日経新聞(6/25付け)に『長周期地震対策を強化 高層ビル「南海トラフ」に備え』という記事があった。
国土交通省は、南海トラフ巨大地震に伴う長周期地震動により超高層ビルに被害が出る可能性が高いとして、太平洋側の大都市圏を中心とする11都府県を対策強化地域に指定すると関係自治体に通知した。2017年4月以降に申請する高さ60メートル超(おおむね20階以上)の新築物件について、1秒間の揺れ幅が最大で現行基準の2倍となる160センチの長周期地震動に耐えられる設計を義務付ける。

ゆっくりとした大きな揺れの長周期地震動に備え、超高層ビルやタワーマンションの安全性を高める狙い。
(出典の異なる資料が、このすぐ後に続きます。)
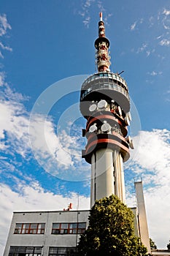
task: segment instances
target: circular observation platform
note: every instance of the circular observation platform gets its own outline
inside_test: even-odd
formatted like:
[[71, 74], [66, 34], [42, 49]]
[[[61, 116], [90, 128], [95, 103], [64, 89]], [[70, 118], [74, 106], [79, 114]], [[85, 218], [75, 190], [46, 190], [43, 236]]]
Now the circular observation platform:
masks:
[[89, 106], [92, 101], [114, 99], [123, 110], [130, 110], [128, 89], [124, 79], [114, 73], [98, 72], [88, 77], [82, 85], [80, 111], [85, 116], [90, 116]]

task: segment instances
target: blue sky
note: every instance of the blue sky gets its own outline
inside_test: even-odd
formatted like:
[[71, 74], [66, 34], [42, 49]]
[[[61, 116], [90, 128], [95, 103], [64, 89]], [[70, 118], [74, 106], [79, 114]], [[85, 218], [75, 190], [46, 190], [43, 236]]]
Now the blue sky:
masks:
[[[150, 236], [166, 248], [170, 226], [170, 8], [162, 0], [1, 1], [0, 248], [13, 211], [89, 208], [90, 167], [81, 159], [79, 90], [96, 72], [103, 12], [111, 70], [124, 70], [135, 150], [126, 198], [142, 177]], [[5, 214], [4, 214], [5, 212]]]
ただ、不動産業界などからは建設コストの増加につながるとの懸念も出ている。

対策を強化するのは、東京地域(東京、埼玉、千葉、神奈川)、静岡地域(静岡、山梨、愛知)、中部地域(愛知、岐阜、三重)、大阪地域(大阪、兵庫)。愛知は2地域にまたがっている。マグニチュード9級の地震が起きた場合、超高層ビルが2〜3メートルの横揺れに見舞われると想定されている。

強化地域で超高層ビルなどを新築する場合、南海トラフ地震の揺れを想定して設計。揺れ幅のほか、約60秒としていた揺れの継続時間を最長約500秒に厳しくする。家具の転倒や移動を防ぐ装置を設置することなども求める。
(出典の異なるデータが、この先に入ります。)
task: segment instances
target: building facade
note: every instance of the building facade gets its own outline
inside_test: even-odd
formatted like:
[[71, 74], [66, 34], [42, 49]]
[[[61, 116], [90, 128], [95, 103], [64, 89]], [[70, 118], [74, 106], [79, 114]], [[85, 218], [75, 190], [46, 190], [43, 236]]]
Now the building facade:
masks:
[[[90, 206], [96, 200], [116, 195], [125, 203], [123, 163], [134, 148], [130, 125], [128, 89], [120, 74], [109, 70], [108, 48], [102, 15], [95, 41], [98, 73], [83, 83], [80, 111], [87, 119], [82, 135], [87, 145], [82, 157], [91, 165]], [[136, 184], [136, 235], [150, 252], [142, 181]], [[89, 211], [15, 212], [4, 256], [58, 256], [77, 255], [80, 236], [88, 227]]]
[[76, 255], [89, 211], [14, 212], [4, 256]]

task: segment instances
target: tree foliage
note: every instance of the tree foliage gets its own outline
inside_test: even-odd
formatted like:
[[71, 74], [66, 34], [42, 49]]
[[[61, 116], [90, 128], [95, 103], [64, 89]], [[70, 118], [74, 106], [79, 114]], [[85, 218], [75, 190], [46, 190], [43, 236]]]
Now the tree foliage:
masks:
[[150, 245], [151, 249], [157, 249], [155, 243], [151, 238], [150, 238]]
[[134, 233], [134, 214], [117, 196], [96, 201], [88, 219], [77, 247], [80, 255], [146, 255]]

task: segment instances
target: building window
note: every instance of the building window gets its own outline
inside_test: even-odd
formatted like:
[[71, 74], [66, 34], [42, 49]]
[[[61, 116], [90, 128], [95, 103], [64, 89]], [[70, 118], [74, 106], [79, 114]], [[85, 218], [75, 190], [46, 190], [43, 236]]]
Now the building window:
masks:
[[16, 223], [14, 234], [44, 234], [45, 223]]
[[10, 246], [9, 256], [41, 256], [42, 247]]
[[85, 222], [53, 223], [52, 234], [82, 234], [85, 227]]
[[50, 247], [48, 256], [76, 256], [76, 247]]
各地域で評価すべき長周期地震動については、建築研究所でデータが公開されている。地震動波形を国が提供するというのは初めてのことではないだろうか。平成28年熊本地震では阿蘇(k-net一の宮)で周期3秒付近にピークをもつ長周期地震動が観測されている。今後は、危険度が高い活断層での地震動も国が提供する?

下図は提供されている地震動の速度波形。最大速度のレベルはそれほどでもないけれど、建物が共振することで応答が大きくなるのだろう。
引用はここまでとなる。